Deputy Prime Minister and Finance Minister Heng Swee Keat said this in Parliament on Tuesday (Feb 16) as he noted the need to sustain investments in Singapore's future economy.

"How we recover from Covid-19 in the next few years is critical," he said.

"It will determine our nation's long-term success. Beyond dealing with its immediate impact, we are making significant investments to position Singapore for our next bound of growth in the post-Covid-19 world."

Singapore's past reserves comprise assets invested by its central bank, the Monetary Authority of Singapore (MAS), as well as state investor Temasek Holdings and sovereign wealth fund GIC.

Singapore expects to draw $42.7 billion of past reserves for the last financial year. With the Government obtaining Madam Halimah's in-principle support to utilise up to $11 billion in FY2021, it is expected to draw up to $53.7 billion from the reserves since the onset of the coronavirus pandemic.

Mr Heng noted that Covid-19 has disrupted business models and global supply chains while accelerating trends like digitalisation.

"To secure our future, it is crucial for us to seize opportunities in new growth engines, respond to structural trends, and transform our economy. We will invest strategically in these areas over the next few years," he said.

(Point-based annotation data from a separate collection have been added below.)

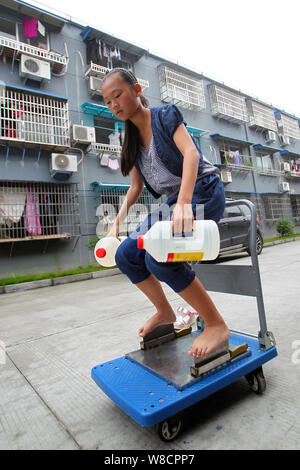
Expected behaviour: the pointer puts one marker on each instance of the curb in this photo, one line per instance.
(85, 276)
(279, 242)
(57, 281)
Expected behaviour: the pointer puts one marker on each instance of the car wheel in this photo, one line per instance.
(259, 244)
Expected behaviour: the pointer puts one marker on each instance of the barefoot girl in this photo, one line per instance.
(159, 152)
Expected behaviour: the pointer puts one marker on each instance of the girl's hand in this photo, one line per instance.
(182, 218)
(114, 232)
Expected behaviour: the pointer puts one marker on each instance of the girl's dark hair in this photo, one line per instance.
(132, 142)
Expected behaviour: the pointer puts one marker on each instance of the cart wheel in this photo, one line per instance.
(257, 381)
(168, 429)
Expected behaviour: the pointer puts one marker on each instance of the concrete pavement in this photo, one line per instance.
(52, 337)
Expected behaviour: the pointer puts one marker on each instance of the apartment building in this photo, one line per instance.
(60, 178)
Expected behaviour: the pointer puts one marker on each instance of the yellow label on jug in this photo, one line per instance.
(197, 256)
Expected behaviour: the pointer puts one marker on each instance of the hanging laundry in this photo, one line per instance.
(113, 164)
(32, 221)
(104, 159)
(11, 206)
(30, 28)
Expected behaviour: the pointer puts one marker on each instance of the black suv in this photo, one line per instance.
(234, 230)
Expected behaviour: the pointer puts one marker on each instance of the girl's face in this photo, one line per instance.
(121, 98)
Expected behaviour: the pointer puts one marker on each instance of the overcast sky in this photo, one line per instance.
(251, 46)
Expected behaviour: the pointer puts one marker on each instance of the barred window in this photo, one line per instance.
(37, 211)
(111, 197)
(277, 206)
(30, 118)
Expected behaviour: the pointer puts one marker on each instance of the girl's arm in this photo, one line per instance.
(183, 215)
(132, 195)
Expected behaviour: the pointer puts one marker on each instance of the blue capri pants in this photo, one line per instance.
(137, 264)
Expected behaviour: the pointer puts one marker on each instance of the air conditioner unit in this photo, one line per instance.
(63, 162)
(226, 176)
(34, 69)
(284, 166)
(270, 136)
(284, 140)
(95, 84)
(83, 134)
(284, 186)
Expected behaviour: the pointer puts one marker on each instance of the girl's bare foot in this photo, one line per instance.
(158, 319)
(209, 340)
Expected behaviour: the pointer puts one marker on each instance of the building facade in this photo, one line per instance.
(60, 178)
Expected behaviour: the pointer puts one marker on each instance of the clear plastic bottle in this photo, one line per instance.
(162, 245)
(105, 250)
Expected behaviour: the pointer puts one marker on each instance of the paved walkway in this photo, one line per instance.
(53, 337)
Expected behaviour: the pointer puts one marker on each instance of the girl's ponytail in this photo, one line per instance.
(131, 145)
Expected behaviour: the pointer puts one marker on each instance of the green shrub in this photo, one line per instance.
(284, 227)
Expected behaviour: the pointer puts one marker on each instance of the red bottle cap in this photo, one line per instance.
(140, 242)
(101, 253)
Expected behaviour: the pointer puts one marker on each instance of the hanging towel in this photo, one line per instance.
(32, 220)
(113, 164)
(30, 28)
(11, 206)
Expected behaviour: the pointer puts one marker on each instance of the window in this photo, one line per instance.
(181, 89)
(30, 211)
(232, 155)
(7, 28)
(264, 162)
(227, 104)
(277, 207)
(106, 131)
(261, 117)
(33, 118)
(41, 40)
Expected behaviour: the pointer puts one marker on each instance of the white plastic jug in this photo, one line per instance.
(105, 250)
(162, 245)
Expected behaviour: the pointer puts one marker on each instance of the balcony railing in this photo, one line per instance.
(270, 172)
(261, 116)
(99, 148)
(238, 162)
(14, 48)
(95, 70)
(34, 119)
(181, 89)
(228, 105)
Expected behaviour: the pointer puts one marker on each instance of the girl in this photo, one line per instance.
(160, 153)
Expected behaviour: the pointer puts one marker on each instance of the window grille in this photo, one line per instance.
(277, 207)
(11, 47)
(37, 211)
(34, 119)
(227, 105)
(111, 197)
(295, 201)
(250, 197)
(181, 89)
(261, 116)
(288, 126)
(95, 70)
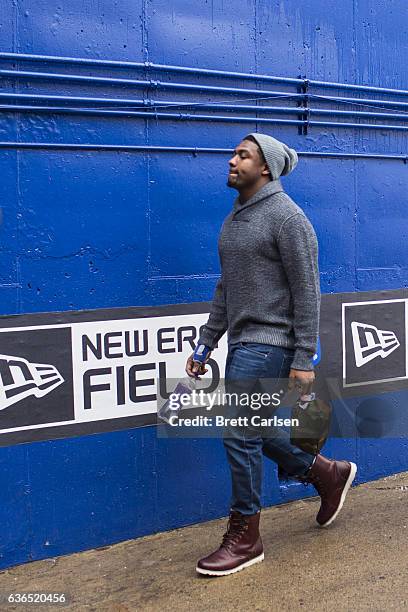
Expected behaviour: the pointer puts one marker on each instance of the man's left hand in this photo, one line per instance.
(301, 379)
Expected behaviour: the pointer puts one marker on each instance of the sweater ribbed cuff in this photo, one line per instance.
(303, 360)
(206, 338)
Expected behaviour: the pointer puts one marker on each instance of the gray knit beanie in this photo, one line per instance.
(280, 158)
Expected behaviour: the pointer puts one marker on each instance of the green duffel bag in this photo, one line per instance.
(313, 416)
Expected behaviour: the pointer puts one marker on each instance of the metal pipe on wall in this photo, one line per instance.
(202, 71)
(176, 149)
(155, 84)
(187, 117)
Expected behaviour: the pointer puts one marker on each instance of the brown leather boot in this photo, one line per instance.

Aside from measures announced in Budget 2021, others are being developed by the Emerging Stronger Task Force set up to guide Singapore's economic recovery from Covid-19; various industry-led partnerships with the government-dubbed Alliances for Action; and other agencies.

Said Mr Heng: "Based on the current outlook, we expect that as the economy recovers, we will be able to balance our budgets, and our revenues will be able to support projected expenditure for these measures."

This assessment assumes the global Covid-19 situation would come under control by 2022, he cautioned.

"We have carefully thought through the different scenarios. While we expect economic recovery in Singapore and globally, there is a wide cone of uncertainty," Mr Heng said. "Even if the economic and fiscal situation turns out to be worse than expected, we must still press on to invest in new areas, so as to ride on the structural changes, transform and emerge stronger as an economy, and as a people."

He shared that Madam Halimah had been briefed on the Government's strategy and contingency plan in the event of a prolonged economic impact of the pandemic.

The President has expressed her understanding of this approach, said Mr Heng, and will consider the Government's specific proposals should there be a need to draw on past reserves.

Correction note: This article has been edited for accuracy.